Il genocidio ruandese da un milione di morti

Dopo tre anni di guerra civile, un fragile accordo, tra violenze e omicidi crescenti il 6 aprile 1994 due missili abbattono l’aereo con a bordo il presidente Juvénal Habyarimana mentre atterra nella capitale del paese centrafricano Kigali. Il 7 aprile si scatena un genocidio spaventoso che in appena cento giorni, fino al 4 luglio, provocherà oltre un milione di morti, quasi tutti dell’etnia Tutsi più almeno 70mila Hutu uccisi perché “avevano rifiutato di unirsi alla strage”. Ricorda questa immane catastrofe con relativa contabilità della morte il giornalista Pietro Veronese in “La famiglia. Una storia ruandese” (Edizioni e/o, 224 pagine, 18 euro): un libro che tanto sconcerta sulla ferocia umana quanto infonde perfino fiducia. Suona paradossale? Proseguiamo e si capirà meglio.

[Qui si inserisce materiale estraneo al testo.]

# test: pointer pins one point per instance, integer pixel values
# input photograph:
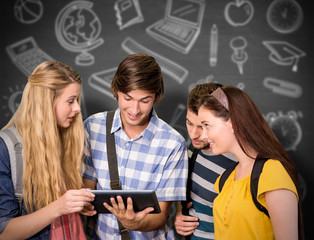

Le testimonianze dei sopravvissuti

Attraverso testimonianze di sopravvissuti arrivati in Italia Veronese riepiloga quella mattanza terrificante che il mondo preferì ignorare invece di fermarla. Tra i responsabili dell’odio tra le due etnie l’autore ricorda le politiche colonialiste del Belgio, tuttavia editore e autore hanno intitolato il titolo “La famiglia”. Di quale famiglia parla? Non sono ricordi di persone sopravvissute come le cinque donne, Grace, Léonie, Mimì, Yvonne (Kazungu) e Honorine, ritratte nella foto scattata a una presentazione a Roma? Lo è eppure è anche altro.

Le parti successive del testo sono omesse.